Similar considerations apply to the broader Jawbone Flora and Fauna Reserve, especially along the lake edge where conditions good vegetation was never established. Council has established a vegetation management plan and we have worked with Council staff to take action under the plan in areas where vegetation needs to be adjusted or established. We have worked with Council staff to decide on priorities and to indicate whether they or the Friends should be doing the necessary work.
The Wader Beach litter project, led by Marilyn Olliff, was successful in identifying some sources of the litter and classifying it carefully in selected study area. In addition large quantities of litter, including many tires, were removed. The project has brought together kindred groups such as the Jawbone Marine Sanctuary Care Group, 3016 Beach Patrol, Scab Duty and also Friends of Greenwich Bay who used our methodology in a litter project in their area.
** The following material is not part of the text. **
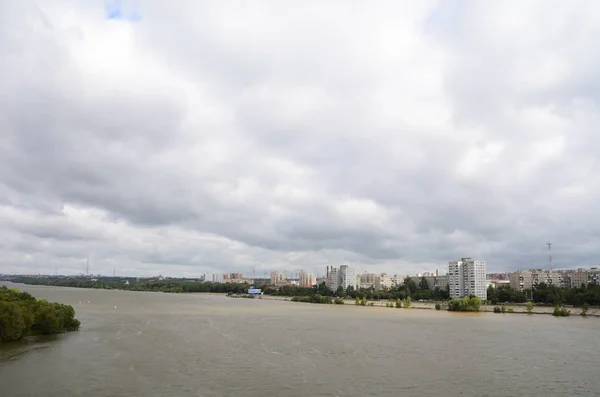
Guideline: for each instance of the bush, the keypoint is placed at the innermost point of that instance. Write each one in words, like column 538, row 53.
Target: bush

Litter was the theme of an Open Day that was held at the Bayview Campus of Williamstown High School in October.
A second grant was obtained from Metropolitan Waste and Resource Recovery for continuation of the project and Peter Smith has begun to examine locally-caught fish, seeking evidence that small plastic particles have been ingested. An offshoot of our local project has been the formation of the Western Shorelines Alliance that links local groups to those in Altona and Werribee.
Clean Up Australia, in March, organized by Peter Smith, was again hugely successful, with 180 kg of rubbish collected. I July 2015, a number of our members joined in the National Tree Day planting at Harris Reserve on the slope above Lower Kororoit Creek. Our financial situation remained healthy, some expenses being shared with litter grant funding, but we were able to purchase a shelter and flag. A substantial grant was received from Coast Care to support the work of the group.
We saw a small growth in active membership during the year. At Committee level, as we have come to expect, our team worked effectively, keeping on top of secretarial and financial business, circulating notices, and planning planting and maintenance. Secretary Sandra Thorn and Vice-President Richard Leppitt, as well as others mentioned in this report, played important roles. We maintained close liaison with Council and their staff, particularly Libby Rigby and Andrew Webster, did a lot to help us. And Council appreciate us: several members were able to attend the Afternoon Tea provided by the Council in early June 2016 to thank volunteers for their efforts.